Die Macht Der Könige
»Nachdem«, hatte Merricat weise mit einem Nicken ihres festen kleinen Kinns gesagt, »du die weiblichen Künste besser beherrschst als irgendeine andere. Und damit Randal mich liebt, muß ich eine unübertreffliche Adeptin werden.«
Merricat hatte Shawme gestern einen Zauber gegeben, der ihre Jungfräulichkeit verbergen sollte. Stirnrunzelnd hatte sie ihn ihr gegeben und gewarnt: »Ich verstehe noch nicht viel davon, sei deshalb lieber vorsichtig.«
Merricat war kleiner, voller und hellhäutiger als Shawme, sie hatte ein rundes Gesicht und glänzende Knopfaugen, und ihr sanftes Benehmen verriet, daß sie aus einer guten Familie kam. Merricat hatte zu ihrem gestrigen Treffen ihren Wanderfalken Dika mitgebracht, das Geschenk ihrer Tante, das ihr die Aufnahme zur Ausbildung in der Magiergilde erst ermöglicht hatte.
»Ich vertraue dir«, hatte Shawme ihr versichert und ihre sonnengebräunten Arme gerieben, weil sie es plötzlich nicht mehr tat.
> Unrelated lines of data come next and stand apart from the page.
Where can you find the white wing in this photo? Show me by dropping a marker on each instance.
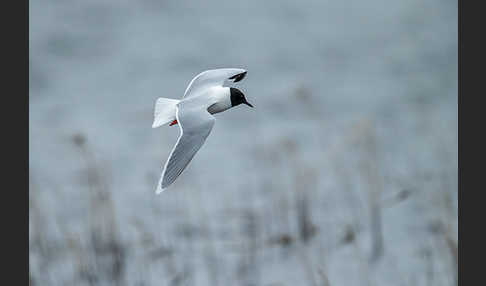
(195, 124)
(211, 78)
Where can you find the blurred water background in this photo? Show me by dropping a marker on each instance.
(345, 173)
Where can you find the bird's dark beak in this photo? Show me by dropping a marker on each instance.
(247, 103)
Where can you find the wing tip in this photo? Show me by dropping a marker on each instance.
(159, 190)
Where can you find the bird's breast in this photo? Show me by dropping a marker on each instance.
(218, 107)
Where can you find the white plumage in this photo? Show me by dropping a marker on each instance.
(204, 96)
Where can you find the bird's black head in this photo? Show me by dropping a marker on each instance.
(237, 97)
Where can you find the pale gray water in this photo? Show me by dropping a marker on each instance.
(356, 103)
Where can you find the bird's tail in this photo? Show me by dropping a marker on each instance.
(165, 109)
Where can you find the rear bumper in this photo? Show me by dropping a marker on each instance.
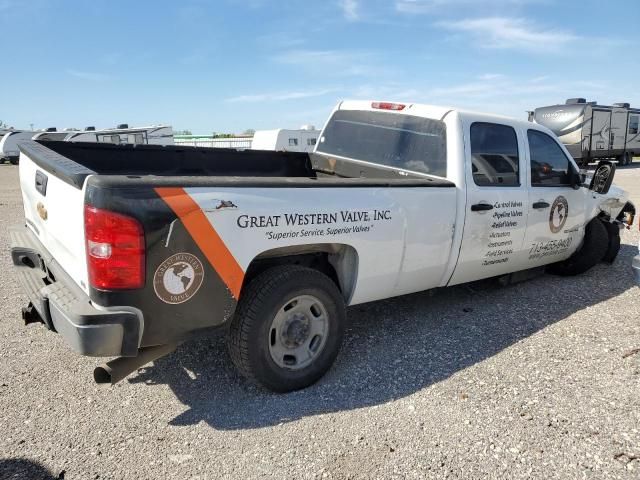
(636, 268)
(65, 308)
»Vertrau lieber Dika. Es war seine Idee. Donner und Blitz, ich hoffe, es wirkt!« Merricat war plötzlich ernst. Sie lehnte sich auf der Parkbank vor. »Und versprich mir, daß du es mir erzählst. Wie es ist. Wer es war - überhaupt alles. Oder ich verfluche dich. Das möchtest du aber bestimmt nicht.«
Solange Dika sie nicht ebenfalls verfluchte, wäre es wahrscheinlich nicht schlimmer, als in der Rattenfalle aufzuwachsen, vermutete Shawme. Laut sagte sie jedoch: »Natürlich, sobald es - geschieht, stelle ich die Laterne an mein Fenster. Aber wirst du es denn nicht sowieso wissen, durch deine Magie?«
Merricat hatte ständig Angst, nicht gut genug in ihrer Magierausbildung zu sein oder gar zu versagen. »Ich müßte es wissen«, sagte sie, und ihre Unterlippe begann zu zittern. »Aber wahrscheinlich werde ich es nicht. Ich bin nicht gut genug, Shawme«, sagte sie fast wimmernd. »Ich werde nie.«
»Hör auf zu flennen, Kleine«, sagte Shawme scharf und bereute sofort ihre Gossensprache hier oben, wo sie falsch verstanden werden mochte. Sie griff nach Merricats gepflegter Hand und drückte sie fest, bevor sie sie wieder losließ. »Du bist besser, als du glaubst. Dika weiß es. Er fliegt nicht weg.«
Merricat langte zu ihrer Schulter, um den Falken zu streicheln, der sich dort niedergelassen hatte. Der Vogel legte den Kopf schief, blickte Shawme an und öffnete und schloß kurz, wie als Zustimmung, den Schnabel.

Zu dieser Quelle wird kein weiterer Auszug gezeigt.